The dynamically moulded duo are, of course, Wallace and Gromit, a one-man-and-his-dog double-act that have the slapstick precision of Laurel and Hardy, the studied silliness of Mitchell and Webb and the familiar home comfort of Jack and Vera Duckworth off Coronation Street. Voiced perfectly, warmly and amusingly by Peter Sallis, Wallace is a hapless eccentric who makes up for being smart and skilled with a screwdriver by being childishly clumsy and endearingly grounded; there’s something wonderfully sweet about a man who can take himself to the moon, but only does it so he can sit at home with a bit of his favourite fromage. He’s matched flawlessly by Gromit, a wordless figure whose overly expressive eyebrows and unpredictably flappable ears say everything we need to know about what he’s thinking; he’s a fine sidekick in the tradition of the smart companion sighing silently at his dimwitted friend.

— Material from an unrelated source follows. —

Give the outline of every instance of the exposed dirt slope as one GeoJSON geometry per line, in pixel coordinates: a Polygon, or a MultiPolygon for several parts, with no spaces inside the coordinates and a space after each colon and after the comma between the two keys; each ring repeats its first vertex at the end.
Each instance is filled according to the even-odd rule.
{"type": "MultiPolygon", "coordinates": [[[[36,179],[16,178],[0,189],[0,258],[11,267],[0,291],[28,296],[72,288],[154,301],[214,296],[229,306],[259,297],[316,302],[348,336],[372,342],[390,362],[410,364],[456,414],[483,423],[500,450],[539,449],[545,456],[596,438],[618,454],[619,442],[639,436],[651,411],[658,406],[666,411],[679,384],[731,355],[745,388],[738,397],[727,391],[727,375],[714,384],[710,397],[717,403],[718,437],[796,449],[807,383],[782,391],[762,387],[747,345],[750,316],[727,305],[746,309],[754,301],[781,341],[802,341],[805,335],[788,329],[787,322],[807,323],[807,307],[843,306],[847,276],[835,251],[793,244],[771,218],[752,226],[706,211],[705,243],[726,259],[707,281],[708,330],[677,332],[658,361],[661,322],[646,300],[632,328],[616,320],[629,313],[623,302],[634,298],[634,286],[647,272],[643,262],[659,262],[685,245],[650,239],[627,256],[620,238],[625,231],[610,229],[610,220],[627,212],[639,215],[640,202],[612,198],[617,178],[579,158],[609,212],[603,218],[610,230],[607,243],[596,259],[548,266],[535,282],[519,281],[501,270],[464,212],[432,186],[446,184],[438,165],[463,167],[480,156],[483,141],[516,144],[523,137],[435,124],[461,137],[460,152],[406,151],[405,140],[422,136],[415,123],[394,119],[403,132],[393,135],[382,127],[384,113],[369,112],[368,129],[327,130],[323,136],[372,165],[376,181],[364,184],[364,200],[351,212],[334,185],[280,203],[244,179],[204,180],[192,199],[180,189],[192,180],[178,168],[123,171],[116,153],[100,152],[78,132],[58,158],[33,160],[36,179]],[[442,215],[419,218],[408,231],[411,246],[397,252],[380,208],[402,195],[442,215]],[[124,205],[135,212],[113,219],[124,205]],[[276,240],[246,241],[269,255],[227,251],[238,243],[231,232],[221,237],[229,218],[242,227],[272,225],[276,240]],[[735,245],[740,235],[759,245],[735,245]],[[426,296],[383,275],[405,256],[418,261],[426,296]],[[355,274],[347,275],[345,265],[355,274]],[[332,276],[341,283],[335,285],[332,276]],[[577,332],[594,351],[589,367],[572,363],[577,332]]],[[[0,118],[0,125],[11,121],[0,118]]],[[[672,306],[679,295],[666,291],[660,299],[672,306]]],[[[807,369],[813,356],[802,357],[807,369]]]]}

But friend he is nonetheless, and so when Wallace’s simple intellect deduces that the moon – which, as we all know, is made of cheese – is the ideal place to go to replenish their stock, he helps him do the impossible: assemble a rocket ship. There’s a Maurice Sendak-like magic in seeing such a creation standing in the basement of their cosy home, and director Nick Park doesn’t hold back on his fantastical imagination; their tinkering, hammering, nailing and blasting off is watched by a coterie of cute mice, who don metal helmets and goggles when the rocket’s engines ignite – lit, of course, by a match from the kitchen.
Once at the moon, the wondrous mundanity continues, as Wallace and Gromit sit down with their beach paraphernalia to enjoy some freshly cut local produce. They’re watched, though, by a parking meter who begins to take an interest in their activity. He is, needless to say, not a threat, but another potential acquaintance; his excitement about maintaining high standards of sanitation (even Wallace and Gromit’s aliens are quaintly British) is only surpassed by his excitement at seeing two people walking on his remote home. Cutting away from our leads to enjoy his similarly silent antics, which unfold with a Charlie Chaplin-esque sense of melancholy, is once again a move that defines the appeal of Aardman’s animation; this short film is powered less by plot and more by old-fashioned heart.
That, however, wouldn’t always be true of Wallace and Gromit. Indeed, Nick Park’s original plan was to make a 40-minute adventure that would see our pair end up in a fast food restaurant not unlike Star Wars’ Mos Eisley cantina, and even spark an impromptu prison break. Scaling it down for something more practical, though, is the best decision Park could have made for his directorial debut, and the result is something sweeter, purer and more unabashedly sentimental than Wallace and Gromit’s latest escapades. While A Close Shave and The Wrong Trousers would boast jaw-dropping stunts and smoother animation, this stripped-down story of two mates going into orbit in search of some afternoon snacks is laced with a wistful sense of hope that sums up why Wallace and Gromit remain popular characters even 30 years after their debut. That was at the Bristol Animation Festival on 4th November 1989. The result announced Aardman Animations as a distinctive, and distinctly British, stop-motion studio to watch out for in the future, eventually going on to be nominated for the Oscar for Best Animated Short Film. It says all you need to know that it lost out only to Creature Comforts, which Aardman also made that year.